In the present disclosure, the triterpene may be at least one selected from the group consisting of ursolic acid, soyasapogenol A, soyasapogenol B, ursane, oleanane, lupane, saponin, sterol, oleanolic acid, lupeol, corosolic acid, maslinic acid, betulinic acid, ginsenoside, beta-sitosterol, campesterol, stigmasterol, lanosterol, and germanicol, with ursolic acid and soyasapogenol B being preferred.

The phytochemical substance delivered by the albumin nanocomposite of the present disclosure may exert an effect of improving muscle diseases related to oxidative stress and inflammatory responses by specifically regulating oxidative stress and inflammatory responses induced by anticancer agents or immune cells. In particular, the albumin nanocomposite of the present disclosure not only improves the low water solubility and delivery efficiency of natural active ingredients such as apigenin, but also exhibits superior effects compared to treatment with the phytochemical substance alone by effectively scavenging intracellular reactive oxygen species (ROS). These effects have been experimentally demonstrated at the immune cell level. Furthermore, upon treatment in muscle cells, it was confirmed that the expression levels of proteins associated with muscle cell differentiation were increased and that muscle cell differentiation was promoted, thereby verifying the anti-inflammatory effect and the resulting improvement in muscle function.

One aspect of the present disclosure provides an albumin nanocomposite, which is obtained by a click chemistry reaction between albumin conjugated with an azide (N) or cyclooctyne functional group and a transmitter conjugated with an azide (N) or cyclooctyne functional group, wherein a phytochemical is loaded on the surface of the albumin, the transmitter comprises a glucosyl group, and when the albumin is conjugated with the azide functional group, the transmitter is conjugated with the cyclooctyne functional group, and when the albumin is conjugated with the cyclooctyne functional group, the transmitter is conjugated with the azide functional group.

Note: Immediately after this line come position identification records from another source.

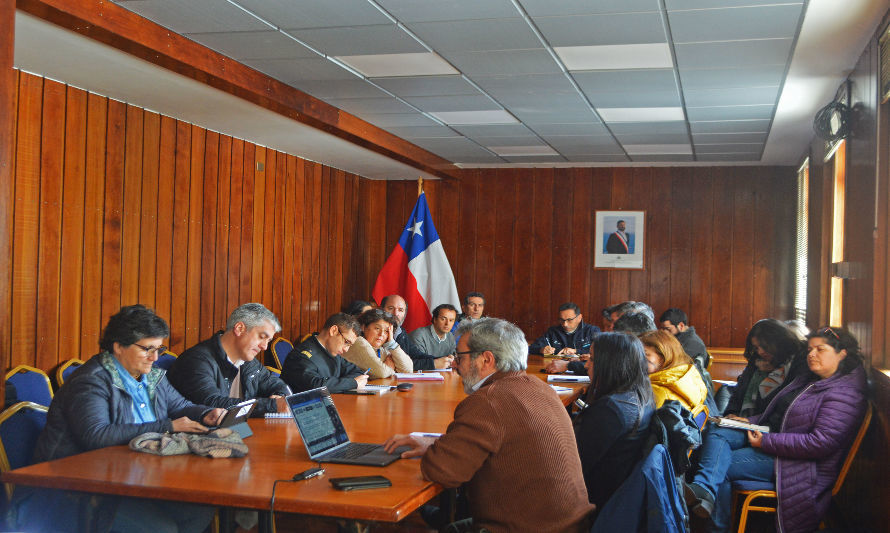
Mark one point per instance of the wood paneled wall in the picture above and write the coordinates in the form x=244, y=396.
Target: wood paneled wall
x=719, y=241
x=116, y=205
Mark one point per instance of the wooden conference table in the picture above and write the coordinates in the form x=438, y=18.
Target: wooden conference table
x=276, y=451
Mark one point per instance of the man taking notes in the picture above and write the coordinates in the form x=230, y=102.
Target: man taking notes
x=571, y=337
x=316, y=361
x=223, y=370
x=437, y=339
x=511, y=440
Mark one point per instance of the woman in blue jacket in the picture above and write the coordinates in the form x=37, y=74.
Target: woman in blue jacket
x=113, y=397
x=812, y=422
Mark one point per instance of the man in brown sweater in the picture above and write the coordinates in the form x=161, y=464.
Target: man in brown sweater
x=511, y=441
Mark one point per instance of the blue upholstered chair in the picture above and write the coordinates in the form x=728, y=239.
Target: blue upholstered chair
x=30, y=384
x=281, y=347
x=20, y=425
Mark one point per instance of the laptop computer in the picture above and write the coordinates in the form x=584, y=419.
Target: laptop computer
x=325, y=436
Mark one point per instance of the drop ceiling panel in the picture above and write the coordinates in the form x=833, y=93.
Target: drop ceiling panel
x=370, y=105
x=463, y=102
x=606, y=81
x=674, y=5
x=639, y=128
x=746, y=96
x=556, y=130
x=504, y=62
x=611, y=29
x=720, y=78
x=253, y=45
x=732, y=148
x=296, y=71
x=760, y=22
x=735, y=54
x=475, y=35
x=315, y=14
x=493, y=130
x=538, y=8
x=433, y=10
x=669, y=98
x=729, y=157
x=730, y=126
x=541, y=85
x=730, y=112
x=390, y=120
x=196, y=16
x=721, y=138
x=416, y=132
x=654, y=138
x=426, y=85
x=360, y=40
x=354, y=88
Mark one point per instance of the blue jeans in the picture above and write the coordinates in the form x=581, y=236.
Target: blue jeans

In the present disclosure, the albumin refers to a protein that constitutes the basic material of cells, is abundantly present in blood, and is produced in the liver. The albumin has the smallest molecular weight among naturally occurring simple proteins. Serum albumin in the blood serves to maintain and restore plasma volume, thereby preventing shock caused by excessive bleeding, and is used in surgeries and burn treatments. It is also known to have oxygen transport capacity similar to that of hemoglobin.

The albumin may include any albumin capable of being formulated, but is preferably derived from human plasma or recombinant human serum albumin produced by genetic engineering, though not limited thereto. Genetic information regarding the albumin of the present disclosure may be obtained from publicly available databases such as NCBI GenBank.

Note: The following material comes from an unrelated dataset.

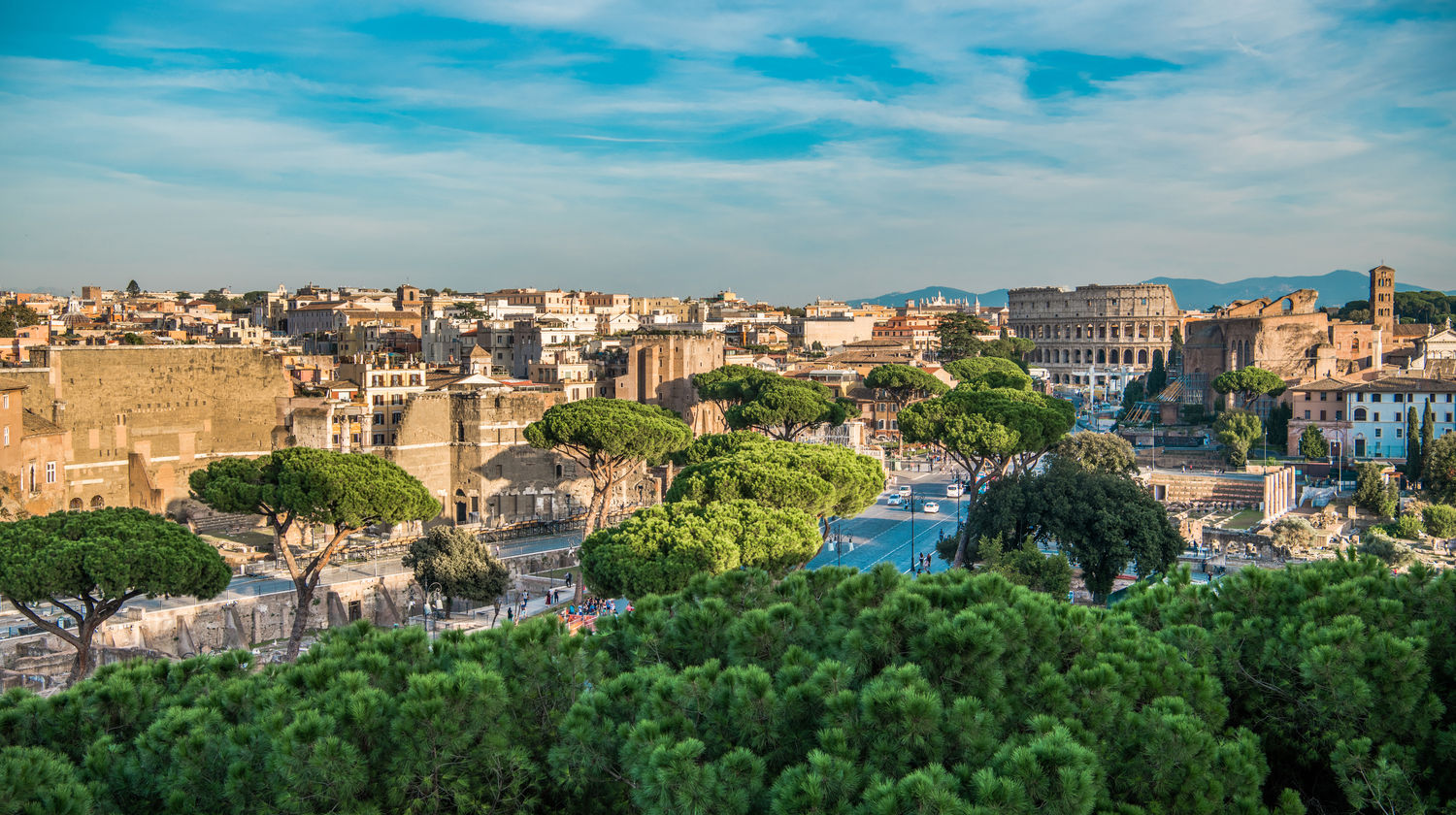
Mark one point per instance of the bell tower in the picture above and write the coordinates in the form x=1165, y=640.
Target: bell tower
x=1382, y=299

In the present disclosure, the number of amino groups (—NH) exposed on the surface of the albumin may range from 15 to 30.

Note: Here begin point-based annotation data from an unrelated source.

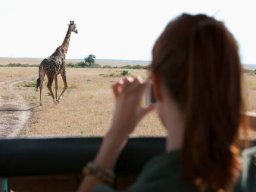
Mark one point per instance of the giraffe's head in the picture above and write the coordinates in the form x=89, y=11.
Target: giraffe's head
x=72, y=27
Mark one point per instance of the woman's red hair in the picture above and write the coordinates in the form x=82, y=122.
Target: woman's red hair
x=197, y=59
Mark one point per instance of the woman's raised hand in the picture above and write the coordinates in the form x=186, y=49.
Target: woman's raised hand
x=129, y=111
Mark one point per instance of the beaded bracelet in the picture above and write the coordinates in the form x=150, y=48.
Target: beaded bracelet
x=106, y=176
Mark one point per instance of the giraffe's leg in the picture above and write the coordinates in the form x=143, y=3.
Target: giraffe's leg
x=49, y=86
x=56, y=88
x=63, y=75
x=41, y=77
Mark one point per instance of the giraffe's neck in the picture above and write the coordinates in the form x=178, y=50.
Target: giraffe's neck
x=65, y=43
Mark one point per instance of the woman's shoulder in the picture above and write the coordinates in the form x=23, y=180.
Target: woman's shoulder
x=247, y=180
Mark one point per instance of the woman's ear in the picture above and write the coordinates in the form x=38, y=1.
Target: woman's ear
x=157, y=87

In a specific embodiment of the present disclosure, in order to prepare a nanocomposite capable of targeting in vivo target tissues based on biocompatible albumin and delivering a transmitter such as a drug or fluorescent material to exert a therapeutic effect on diseases, human serum albumin (HSA), a representative biocompatible albumin, was used. Cyclooctyne or azide (N), which is one of the functional groups used in click chemistry, was introduced onto the surface of HSA under reaction conditions that minimize denaturation of HSA.